Мы сели за стол, накрытый для чая, и Вера тут же принялась расхваливать большой круглый пирог, посыпанный сверху чьей-то недельной нормой сахара. Иден хихикала. Она стала на год старше, но выглядела не такой взрослой, менее неприступной. Я также увидела, что других людей могут допускать внутрь магического круга, заключавшего только их двоих, ее и Веру. Хотя, нет — тут я ошибаюсь. Теперь образовались две пары — Иден и Фрэнсис, Иден и Вера, — но ни в коем случае не трио. Об обращении Фрэнсиса с матерью я расскажу позже, хотя с самого начала, в эти первые часы, оно шокировало и заинтриговало меня. Поведение Фрэнсиса и Иден казалось мне странным. Они ставили меня в тупик и в каком-то смысле пугали. Я не понимала причины — была слишком мала. Взгляды, которыми они обменивались, хихиканье Иден в ответ на его слова, перешептывание, вызывавшее упреки Веры, причем адресованные только сыну, а не сестре, и явное удовольствие, которое они получали от общения друг с другом, пока Иден не взяла себя в руки и вновь не переметнулась на сторону Веры — все это было выше моего понимания. И угрожало мне (как скажут психотерапевты), той части меня, которая жаждала — желание это не исчезло до сих пор — стать для них своей. Казалось, передо мной образец взрослого поведения, до которого мне никогда не возвыситься, я была в этом уверена. Прошло много лет, прежде чем мне удалось проанализировать и разрешить эту загадку. Они вели себя, как тайные любовники.
Но в тот вечер я словно плыла в открытом море, дрейфовала в лодке, без всякой карты по глубоким водам семьи Лонгли. Темой разговора за чаем была новая работа Иден, но, поскольку все предполагали, что я знаю то, о чем понятия не имела — что это за работа, как Иден на нее устроилась, как зовут работодателя, когда она вышла на работу и так далее, — я не могла принять в нем участия. Поэтому я решила слушать и запоминать все, что смогу. Теперь, бросив школу, Иден красилась еще сильнее: жидкий тональный крем, один из тех, которые только появлялись в магазинах — или под прилавком, так что приходилось их выпрашивать или стоять за ними в очереди, — а также яркий коричневый карандаш на выщипанных бровях и вызывающие синие полоски теней на веках. Прическа представляла собой сложную конструкцию, в которой торчали металлические зажимы, что в 1940 году считалось шикарным.

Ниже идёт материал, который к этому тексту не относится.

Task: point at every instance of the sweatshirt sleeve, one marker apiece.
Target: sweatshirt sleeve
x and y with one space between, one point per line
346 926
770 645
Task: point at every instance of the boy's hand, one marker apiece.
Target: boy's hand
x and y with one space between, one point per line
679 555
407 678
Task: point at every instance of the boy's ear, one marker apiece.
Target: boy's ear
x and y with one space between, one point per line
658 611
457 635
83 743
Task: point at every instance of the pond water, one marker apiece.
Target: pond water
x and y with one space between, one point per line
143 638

Больше всего меня волновал вопрос, не придется ли идти спать в восемь часов. Присутствие Фрэнсиса, во многих отношениях неприятное, несколько успокаивало. Вряд ли меня отправят в постель, а ему позволят остаться, и тот факт, что нас обоих уложат спать одним и тем же унизительным способом, выглядел предпочтительнее моего индивидуального изгнания. Но вскоре после чаепития Фрэнсис исчез.
Я вытирала тарелки. Вера с Иден продолжали обсуждать работу последней; как я к тому времени уже поняла, она устроилась в адвокатскую контору, и в ее обязанности входило отвечать на звонки и объяснять клиентам, где они должны ждать. Найти место помог генерал Чаттерисс, который учился в школе со старшим партнером адвокатской конторы. Я почувствовала облегчение, узнав так много и при этом ничего не спрашивая. Значит, когда в разговоре снова возникнет эта тема, я уже не продемонстрирую свое невежество и не получу выговор.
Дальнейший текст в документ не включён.